- Directed by Antonio Margheriti (using Anthony M. Dawson)
- February 10, 1983
- Based on the Argentinian comic Yor the Hunter
A brave warrior must confront his origins on a strange and seemingly prehistoric world.
With the success of Star Wars and Conan the Barbarian, film studios both big and small, foreign and domestic began looking for properties they could use to create knock offs or just simply tap in some way into the popularity of those two films. Enter Yor: The Hunter from the Future which is as much fantasy as it is science fiction.
There is just something cheesy and cheap yet charming about this whole movie. The story makes one giant leap of logic after another as our hero Yor (Reb Brown) must learn his mysterious origins as well as do a very poor job of saving the tribe of his newly discovered friends from destruction at the hands of some vaguely defined evil cavepeople.
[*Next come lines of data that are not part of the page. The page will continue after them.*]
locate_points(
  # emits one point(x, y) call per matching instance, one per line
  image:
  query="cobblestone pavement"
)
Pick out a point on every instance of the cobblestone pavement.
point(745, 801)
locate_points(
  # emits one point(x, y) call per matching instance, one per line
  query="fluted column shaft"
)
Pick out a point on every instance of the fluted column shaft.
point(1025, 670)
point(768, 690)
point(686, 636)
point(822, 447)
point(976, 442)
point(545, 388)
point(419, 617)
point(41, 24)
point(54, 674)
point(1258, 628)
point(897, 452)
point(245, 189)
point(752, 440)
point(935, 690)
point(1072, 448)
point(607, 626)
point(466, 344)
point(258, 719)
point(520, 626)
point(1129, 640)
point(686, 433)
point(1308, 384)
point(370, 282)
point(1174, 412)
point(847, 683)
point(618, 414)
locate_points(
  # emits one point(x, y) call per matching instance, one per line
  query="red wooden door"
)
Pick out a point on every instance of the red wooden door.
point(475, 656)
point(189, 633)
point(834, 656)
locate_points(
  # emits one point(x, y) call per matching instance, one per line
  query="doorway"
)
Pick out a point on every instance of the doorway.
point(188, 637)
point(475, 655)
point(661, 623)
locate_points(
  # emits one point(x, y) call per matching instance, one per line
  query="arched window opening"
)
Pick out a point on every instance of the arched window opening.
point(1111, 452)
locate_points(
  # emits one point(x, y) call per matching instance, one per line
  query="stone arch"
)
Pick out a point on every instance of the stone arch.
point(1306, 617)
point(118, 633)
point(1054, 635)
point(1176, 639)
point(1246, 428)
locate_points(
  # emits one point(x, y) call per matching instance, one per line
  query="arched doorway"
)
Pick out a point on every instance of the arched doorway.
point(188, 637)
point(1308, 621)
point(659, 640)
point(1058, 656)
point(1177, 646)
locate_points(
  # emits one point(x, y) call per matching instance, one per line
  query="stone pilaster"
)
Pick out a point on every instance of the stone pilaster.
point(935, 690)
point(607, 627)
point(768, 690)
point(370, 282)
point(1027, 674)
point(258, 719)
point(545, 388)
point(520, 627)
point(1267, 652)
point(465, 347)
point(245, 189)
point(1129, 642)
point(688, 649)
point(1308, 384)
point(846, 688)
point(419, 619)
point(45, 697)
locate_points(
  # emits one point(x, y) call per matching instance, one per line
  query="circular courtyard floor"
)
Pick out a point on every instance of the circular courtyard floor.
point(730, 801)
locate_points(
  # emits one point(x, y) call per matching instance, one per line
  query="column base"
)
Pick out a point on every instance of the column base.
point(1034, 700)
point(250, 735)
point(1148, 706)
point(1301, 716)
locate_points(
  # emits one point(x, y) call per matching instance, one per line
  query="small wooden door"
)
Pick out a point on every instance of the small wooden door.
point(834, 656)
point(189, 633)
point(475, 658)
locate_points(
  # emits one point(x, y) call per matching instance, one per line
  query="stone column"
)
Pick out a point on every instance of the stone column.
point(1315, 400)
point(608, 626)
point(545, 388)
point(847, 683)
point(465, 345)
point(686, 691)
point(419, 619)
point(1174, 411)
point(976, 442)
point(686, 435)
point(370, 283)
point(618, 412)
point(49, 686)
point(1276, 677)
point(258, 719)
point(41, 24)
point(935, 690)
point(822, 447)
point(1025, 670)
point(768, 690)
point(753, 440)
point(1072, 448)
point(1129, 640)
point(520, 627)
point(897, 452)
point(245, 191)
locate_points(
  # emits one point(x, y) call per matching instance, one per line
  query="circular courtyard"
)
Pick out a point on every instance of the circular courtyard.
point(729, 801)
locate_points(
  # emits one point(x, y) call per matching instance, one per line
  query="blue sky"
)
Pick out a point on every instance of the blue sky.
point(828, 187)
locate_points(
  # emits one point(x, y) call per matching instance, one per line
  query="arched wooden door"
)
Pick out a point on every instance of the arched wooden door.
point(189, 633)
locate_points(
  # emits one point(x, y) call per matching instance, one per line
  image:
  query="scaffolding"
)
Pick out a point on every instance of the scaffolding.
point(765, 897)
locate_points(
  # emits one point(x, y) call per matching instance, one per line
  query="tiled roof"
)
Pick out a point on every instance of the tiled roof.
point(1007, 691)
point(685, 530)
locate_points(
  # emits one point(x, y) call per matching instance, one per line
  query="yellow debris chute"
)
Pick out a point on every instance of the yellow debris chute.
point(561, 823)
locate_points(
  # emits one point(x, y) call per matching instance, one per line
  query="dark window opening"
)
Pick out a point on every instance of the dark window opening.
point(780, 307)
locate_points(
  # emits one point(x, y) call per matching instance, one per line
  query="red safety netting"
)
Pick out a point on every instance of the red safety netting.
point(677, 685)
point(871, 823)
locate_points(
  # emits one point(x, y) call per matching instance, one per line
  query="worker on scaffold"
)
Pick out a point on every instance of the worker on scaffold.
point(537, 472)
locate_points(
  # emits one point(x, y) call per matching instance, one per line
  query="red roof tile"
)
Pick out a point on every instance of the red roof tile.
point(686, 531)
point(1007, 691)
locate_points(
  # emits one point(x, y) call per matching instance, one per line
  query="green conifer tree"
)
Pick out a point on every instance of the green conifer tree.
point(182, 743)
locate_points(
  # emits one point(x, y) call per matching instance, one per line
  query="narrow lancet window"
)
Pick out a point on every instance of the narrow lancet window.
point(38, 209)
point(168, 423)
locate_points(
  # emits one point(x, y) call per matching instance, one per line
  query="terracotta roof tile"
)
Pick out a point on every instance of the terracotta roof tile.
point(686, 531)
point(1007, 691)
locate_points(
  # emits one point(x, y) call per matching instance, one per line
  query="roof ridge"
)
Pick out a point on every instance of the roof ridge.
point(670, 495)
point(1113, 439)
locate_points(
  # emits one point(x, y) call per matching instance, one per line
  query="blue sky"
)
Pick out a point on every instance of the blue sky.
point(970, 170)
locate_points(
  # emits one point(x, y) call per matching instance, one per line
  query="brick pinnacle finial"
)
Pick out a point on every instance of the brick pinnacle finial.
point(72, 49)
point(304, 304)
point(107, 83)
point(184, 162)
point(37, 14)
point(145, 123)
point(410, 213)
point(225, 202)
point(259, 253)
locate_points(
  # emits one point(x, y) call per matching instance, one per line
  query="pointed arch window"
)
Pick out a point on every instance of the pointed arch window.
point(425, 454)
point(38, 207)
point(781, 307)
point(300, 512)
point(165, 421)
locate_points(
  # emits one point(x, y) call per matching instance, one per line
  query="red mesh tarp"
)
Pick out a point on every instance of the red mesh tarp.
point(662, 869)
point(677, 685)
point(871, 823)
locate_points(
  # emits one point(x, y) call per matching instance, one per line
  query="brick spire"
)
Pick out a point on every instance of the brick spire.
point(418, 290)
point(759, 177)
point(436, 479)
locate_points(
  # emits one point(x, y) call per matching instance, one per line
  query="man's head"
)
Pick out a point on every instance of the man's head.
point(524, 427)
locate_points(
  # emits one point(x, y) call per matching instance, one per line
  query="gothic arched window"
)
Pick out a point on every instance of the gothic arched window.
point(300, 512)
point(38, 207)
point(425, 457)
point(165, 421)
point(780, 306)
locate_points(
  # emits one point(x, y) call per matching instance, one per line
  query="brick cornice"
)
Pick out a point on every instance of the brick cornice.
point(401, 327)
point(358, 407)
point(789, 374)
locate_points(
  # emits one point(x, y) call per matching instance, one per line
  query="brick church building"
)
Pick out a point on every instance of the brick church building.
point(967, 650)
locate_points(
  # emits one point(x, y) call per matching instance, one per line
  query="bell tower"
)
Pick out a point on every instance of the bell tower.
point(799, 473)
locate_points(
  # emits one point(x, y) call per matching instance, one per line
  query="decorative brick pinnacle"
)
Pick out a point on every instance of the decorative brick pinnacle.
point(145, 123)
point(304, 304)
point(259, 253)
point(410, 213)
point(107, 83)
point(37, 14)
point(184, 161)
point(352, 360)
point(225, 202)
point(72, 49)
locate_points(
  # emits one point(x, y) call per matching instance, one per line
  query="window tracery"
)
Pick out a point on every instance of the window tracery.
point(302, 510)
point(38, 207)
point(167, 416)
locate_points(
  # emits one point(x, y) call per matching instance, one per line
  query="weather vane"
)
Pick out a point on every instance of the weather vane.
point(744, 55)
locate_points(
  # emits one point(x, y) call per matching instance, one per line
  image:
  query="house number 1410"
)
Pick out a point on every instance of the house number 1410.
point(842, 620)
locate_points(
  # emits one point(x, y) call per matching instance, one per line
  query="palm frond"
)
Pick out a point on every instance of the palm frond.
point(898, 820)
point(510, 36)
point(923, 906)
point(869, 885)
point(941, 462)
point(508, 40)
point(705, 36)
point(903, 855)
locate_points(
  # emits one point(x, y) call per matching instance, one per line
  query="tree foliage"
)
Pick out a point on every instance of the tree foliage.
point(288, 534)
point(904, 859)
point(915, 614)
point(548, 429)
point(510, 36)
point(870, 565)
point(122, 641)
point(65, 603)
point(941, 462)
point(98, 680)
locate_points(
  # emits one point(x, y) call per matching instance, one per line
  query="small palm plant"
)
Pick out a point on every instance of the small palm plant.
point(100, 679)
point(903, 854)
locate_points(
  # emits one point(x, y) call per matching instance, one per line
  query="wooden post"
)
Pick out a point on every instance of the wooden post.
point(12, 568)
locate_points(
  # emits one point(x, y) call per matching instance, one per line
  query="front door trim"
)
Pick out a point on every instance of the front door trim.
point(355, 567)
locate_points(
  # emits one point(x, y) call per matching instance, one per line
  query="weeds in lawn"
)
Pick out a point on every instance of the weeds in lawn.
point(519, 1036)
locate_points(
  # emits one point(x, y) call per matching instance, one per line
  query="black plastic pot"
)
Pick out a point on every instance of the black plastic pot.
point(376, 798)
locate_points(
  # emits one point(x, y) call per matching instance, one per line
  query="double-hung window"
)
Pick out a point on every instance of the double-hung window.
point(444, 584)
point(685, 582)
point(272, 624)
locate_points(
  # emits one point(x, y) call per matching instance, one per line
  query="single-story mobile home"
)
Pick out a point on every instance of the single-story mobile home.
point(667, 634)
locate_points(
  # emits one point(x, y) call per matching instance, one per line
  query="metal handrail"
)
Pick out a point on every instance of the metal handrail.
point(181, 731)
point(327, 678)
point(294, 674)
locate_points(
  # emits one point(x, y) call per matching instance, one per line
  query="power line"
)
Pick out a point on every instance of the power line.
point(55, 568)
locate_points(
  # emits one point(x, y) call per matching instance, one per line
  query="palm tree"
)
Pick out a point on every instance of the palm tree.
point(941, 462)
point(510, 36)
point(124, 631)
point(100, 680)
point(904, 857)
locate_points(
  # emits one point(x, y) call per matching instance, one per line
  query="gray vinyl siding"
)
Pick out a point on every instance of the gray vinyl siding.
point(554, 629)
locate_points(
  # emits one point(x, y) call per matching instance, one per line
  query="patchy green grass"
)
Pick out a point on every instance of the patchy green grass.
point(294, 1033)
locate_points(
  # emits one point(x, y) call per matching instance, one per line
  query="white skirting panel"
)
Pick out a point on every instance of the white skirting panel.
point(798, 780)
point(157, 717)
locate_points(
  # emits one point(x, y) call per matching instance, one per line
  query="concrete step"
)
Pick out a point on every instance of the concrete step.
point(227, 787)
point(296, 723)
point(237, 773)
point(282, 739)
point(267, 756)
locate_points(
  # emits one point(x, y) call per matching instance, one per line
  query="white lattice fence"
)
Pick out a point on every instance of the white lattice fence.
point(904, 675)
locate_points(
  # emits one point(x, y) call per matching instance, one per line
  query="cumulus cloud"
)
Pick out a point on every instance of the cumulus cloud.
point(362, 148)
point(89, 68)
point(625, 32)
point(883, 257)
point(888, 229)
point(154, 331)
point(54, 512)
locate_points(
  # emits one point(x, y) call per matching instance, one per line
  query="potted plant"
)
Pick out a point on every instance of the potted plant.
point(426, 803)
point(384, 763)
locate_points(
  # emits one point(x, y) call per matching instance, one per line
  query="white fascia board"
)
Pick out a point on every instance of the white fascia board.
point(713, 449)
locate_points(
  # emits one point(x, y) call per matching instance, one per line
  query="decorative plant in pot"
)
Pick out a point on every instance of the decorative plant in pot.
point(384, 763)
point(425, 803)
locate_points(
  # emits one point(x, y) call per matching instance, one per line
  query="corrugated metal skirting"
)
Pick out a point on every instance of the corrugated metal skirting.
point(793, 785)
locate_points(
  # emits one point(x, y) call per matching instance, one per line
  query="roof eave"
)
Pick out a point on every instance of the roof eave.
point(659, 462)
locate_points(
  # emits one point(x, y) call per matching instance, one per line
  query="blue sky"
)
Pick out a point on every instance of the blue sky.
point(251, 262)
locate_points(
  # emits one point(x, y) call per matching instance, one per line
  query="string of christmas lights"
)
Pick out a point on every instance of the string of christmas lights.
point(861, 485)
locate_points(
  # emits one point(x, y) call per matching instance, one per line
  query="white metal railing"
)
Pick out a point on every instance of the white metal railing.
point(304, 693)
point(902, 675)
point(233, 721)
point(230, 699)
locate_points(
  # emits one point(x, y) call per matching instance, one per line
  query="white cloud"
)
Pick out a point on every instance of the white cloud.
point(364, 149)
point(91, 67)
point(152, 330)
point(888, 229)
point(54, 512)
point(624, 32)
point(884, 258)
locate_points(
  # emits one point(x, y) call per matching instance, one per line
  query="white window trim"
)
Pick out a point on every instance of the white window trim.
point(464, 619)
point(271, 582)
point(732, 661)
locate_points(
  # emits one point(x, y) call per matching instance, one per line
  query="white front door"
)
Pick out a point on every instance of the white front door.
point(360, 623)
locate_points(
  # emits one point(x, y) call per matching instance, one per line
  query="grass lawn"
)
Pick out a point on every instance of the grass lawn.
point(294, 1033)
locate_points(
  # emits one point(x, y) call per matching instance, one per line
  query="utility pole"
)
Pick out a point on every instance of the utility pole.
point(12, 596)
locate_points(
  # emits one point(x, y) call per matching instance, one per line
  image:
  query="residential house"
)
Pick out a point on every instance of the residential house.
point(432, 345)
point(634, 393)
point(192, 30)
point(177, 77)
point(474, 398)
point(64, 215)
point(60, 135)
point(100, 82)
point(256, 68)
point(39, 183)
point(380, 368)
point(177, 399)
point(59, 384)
Our hero Yor ventures around with the love is life Kala (Corinne “I was in Moonraker” Cléry) who he only meets in the first few minutes of the film and her adoptive father Pag (Luciano Pigozzi as Alan Collins) who looks disturbingly like Jack Elam. For years I thought it really was Jack Elam. But then again for years I didn’t realize this was dubbed.
Our villain Overlord (John Steiner) looks to be vaguely modeled off of the Emperor from Jedi with his android minions designed to look like some bastard version of Darth Vader as well as Dark Helmet from Spaceballs.
Overlord plans to re-populate the Earth with an android/human hybrid that requires Yor who suddenly becomes the perfect human specimen and Kala who also becomes the same to mate with/inseminate the androids. I’m not sure anyone thought this through, but sex dolls can’t have babies and that’s what an android would be in this instance.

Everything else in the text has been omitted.